Both Hsieh and Grasso emphasized that in its current state EarthLink views Vling as a "technology preview." "The technology is great," Hseih told VoIPplanet. "It has a great future." "It's definitely going to grow and evolve," said Grasso. "Our ambitions for the product are much larger."
Hsieh suggested, without being terribly specific, that video was likely to enter the picture at some point in the future, particularly with reference to the 'picture presence' feature currently implemented.
In other VoIP action, EarthLink will later this year release an updated version of EarthLink Unlimited Voicea fairly standard primary line replacement VoIP package that it's been selling for two years, primarily to its cable-connected customers. The new offering will be calling TrueVoice.
But Hsieh and Grasso were much more energized about Line Powered Voice, a package EarthLink will be marketing to its DSL-connected customers. Currently under trial in the San Francisco Bay area, Seattle, and Dallas, LPV is, as the name suggests, powered by the telco copper like a standard wireline phone, so it is not vulnerable to power outages. Furthermore, 9-1-1 service functions on LPV just as it does over the PSTN.

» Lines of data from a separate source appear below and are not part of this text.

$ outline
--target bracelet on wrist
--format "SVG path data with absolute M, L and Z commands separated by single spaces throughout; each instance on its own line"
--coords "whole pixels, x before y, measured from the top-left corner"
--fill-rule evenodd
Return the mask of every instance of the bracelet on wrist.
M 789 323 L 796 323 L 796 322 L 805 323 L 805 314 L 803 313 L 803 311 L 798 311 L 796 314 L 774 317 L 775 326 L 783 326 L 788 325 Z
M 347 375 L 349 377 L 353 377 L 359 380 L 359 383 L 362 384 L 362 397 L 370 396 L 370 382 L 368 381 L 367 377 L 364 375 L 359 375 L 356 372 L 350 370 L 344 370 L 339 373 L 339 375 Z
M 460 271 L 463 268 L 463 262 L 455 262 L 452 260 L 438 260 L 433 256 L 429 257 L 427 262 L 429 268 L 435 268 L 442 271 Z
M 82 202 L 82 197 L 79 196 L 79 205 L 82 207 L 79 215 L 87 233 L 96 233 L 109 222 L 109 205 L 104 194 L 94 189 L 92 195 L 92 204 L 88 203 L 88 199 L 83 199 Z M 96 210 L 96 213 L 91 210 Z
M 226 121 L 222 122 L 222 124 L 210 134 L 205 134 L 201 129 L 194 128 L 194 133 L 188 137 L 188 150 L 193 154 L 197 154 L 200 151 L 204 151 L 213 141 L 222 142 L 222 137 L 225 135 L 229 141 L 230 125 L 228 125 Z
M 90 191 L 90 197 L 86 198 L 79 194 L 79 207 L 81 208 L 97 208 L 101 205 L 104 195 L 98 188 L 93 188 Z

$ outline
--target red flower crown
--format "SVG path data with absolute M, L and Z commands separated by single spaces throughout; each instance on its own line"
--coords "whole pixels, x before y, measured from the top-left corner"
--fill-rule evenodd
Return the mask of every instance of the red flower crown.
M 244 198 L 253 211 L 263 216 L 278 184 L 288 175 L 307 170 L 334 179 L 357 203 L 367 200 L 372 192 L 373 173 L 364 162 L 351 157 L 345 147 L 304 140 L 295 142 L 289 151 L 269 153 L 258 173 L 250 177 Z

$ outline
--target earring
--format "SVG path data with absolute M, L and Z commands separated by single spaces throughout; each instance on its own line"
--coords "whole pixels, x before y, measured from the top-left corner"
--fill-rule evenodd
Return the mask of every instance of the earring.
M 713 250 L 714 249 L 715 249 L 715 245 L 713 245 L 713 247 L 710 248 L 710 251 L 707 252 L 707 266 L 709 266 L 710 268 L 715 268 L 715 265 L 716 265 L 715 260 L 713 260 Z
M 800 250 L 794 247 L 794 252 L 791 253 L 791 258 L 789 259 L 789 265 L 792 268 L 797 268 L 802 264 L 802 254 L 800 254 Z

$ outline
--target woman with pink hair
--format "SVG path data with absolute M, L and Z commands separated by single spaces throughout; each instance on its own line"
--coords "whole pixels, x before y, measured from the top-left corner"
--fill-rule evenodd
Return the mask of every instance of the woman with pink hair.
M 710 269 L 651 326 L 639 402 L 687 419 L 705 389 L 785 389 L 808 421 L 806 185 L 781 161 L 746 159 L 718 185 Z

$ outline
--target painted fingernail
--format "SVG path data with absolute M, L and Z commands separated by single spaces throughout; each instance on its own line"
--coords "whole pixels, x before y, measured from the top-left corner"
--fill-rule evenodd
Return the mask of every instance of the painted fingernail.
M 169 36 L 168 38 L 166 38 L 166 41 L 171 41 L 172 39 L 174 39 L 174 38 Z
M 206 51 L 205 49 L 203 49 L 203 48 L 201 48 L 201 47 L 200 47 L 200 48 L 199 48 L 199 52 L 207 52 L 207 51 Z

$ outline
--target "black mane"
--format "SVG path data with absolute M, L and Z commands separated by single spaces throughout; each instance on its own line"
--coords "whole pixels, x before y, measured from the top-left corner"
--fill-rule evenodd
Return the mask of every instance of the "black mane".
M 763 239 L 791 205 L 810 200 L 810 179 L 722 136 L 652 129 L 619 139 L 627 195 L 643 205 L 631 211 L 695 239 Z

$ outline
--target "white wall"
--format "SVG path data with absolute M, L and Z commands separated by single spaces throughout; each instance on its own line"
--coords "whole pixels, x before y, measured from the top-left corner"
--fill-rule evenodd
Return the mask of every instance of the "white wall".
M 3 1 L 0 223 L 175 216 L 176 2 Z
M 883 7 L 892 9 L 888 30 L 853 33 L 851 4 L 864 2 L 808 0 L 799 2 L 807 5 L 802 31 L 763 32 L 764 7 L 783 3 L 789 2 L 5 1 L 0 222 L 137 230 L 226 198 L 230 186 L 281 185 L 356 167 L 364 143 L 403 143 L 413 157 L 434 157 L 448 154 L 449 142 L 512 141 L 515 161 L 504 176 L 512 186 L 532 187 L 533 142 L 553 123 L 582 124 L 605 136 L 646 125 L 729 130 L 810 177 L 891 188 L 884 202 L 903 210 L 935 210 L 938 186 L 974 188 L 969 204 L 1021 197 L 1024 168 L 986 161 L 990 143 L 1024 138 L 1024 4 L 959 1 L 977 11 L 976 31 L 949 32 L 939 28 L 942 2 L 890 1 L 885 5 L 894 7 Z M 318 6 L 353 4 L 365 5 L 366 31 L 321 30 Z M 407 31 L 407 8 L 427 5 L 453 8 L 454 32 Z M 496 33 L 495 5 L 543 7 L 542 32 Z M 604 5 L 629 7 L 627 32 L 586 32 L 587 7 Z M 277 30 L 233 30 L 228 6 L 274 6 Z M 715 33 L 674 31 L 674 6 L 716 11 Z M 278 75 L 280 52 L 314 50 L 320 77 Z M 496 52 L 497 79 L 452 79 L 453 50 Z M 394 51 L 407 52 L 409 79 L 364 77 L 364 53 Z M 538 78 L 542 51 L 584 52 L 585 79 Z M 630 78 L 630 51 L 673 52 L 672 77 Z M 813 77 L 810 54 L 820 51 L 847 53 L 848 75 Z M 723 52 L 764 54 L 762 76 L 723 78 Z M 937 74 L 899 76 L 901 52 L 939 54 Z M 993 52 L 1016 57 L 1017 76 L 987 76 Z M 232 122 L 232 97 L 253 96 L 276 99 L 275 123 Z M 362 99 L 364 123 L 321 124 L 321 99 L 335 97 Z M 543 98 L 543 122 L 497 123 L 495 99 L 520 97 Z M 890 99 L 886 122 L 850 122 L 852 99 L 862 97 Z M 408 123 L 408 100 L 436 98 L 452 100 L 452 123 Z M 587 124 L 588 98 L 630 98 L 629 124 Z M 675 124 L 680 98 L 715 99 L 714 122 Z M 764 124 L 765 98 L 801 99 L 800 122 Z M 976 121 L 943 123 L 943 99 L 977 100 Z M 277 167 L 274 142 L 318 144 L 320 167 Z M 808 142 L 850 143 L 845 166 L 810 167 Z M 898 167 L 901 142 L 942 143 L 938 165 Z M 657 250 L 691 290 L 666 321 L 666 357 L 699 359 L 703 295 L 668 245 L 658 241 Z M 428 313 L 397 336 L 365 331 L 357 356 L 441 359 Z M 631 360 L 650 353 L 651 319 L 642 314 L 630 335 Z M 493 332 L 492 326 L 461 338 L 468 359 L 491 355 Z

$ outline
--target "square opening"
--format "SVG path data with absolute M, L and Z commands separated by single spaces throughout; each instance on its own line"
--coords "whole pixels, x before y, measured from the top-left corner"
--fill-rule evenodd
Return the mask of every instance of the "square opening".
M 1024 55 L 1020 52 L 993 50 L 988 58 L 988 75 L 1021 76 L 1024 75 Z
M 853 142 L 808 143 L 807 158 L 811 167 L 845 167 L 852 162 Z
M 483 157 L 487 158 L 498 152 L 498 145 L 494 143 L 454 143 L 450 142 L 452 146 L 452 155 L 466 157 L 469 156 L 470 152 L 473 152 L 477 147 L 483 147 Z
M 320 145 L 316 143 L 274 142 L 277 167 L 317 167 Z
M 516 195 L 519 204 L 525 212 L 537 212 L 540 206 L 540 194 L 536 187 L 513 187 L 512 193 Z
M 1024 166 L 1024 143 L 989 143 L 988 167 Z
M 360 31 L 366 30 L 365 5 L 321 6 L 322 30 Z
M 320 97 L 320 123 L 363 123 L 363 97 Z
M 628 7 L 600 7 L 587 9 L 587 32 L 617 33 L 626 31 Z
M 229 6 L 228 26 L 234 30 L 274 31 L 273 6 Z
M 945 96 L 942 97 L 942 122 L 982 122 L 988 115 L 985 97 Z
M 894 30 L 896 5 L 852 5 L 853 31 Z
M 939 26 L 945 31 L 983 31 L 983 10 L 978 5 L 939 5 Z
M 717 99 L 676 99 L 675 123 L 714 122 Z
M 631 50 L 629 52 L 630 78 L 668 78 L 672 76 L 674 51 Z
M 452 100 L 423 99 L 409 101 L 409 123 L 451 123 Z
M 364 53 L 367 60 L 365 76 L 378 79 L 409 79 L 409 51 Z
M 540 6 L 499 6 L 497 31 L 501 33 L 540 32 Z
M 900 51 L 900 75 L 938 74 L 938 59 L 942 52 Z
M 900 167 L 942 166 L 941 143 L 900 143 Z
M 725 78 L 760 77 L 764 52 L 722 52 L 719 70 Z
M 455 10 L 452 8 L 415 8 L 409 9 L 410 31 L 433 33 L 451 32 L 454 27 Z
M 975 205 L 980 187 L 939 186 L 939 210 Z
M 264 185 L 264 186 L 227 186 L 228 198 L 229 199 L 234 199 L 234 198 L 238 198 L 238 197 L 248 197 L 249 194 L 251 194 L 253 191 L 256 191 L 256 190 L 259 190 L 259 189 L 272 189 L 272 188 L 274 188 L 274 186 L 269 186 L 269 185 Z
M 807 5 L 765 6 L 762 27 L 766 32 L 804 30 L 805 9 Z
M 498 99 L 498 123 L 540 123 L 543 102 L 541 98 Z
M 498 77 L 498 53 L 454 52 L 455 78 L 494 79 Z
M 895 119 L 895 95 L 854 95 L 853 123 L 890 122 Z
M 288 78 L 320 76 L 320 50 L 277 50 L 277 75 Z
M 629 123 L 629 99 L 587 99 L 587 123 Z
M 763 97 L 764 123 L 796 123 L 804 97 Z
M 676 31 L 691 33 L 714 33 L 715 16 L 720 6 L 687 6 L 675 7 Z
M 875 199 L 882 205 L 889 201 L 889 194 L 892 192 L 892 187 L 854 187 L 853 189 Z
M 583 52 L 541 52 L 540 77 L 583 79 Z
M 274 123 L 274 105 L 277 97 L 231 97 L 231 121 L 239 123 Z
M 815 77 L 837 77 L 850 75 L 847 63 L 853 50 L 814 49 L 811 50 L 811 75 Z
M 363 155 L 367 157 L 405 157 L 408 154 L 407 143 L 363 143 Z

"Your phones work just the same," said Tom Hsieh. "You plug them into the same jacks and you don't need adaptors. It all happens at the CO," he concluded. LPV is slated for release in the fourth quarter of this year.
So, why all this telephony activity at EarthLink? Why now? The company sees a rapidly transforming communications landscape out there. The grip of the telco monopolies is going to loosen, and others will be able to grab a piece of that marketif they're properly positioned.
Jerry Grasso suggested that with its customer base of 1.5 million broadband connected households, and a nationwide broadband footprint, that EarthLink is poised to be able to cash in on the country's move to VoIP. And it won't be just phone calls. "In the future, we won't be looking at SBC, Verizon, or EarthLink, etc. as phone providers. We'll look at them as total communications companies. That's where we're headed," he concluded.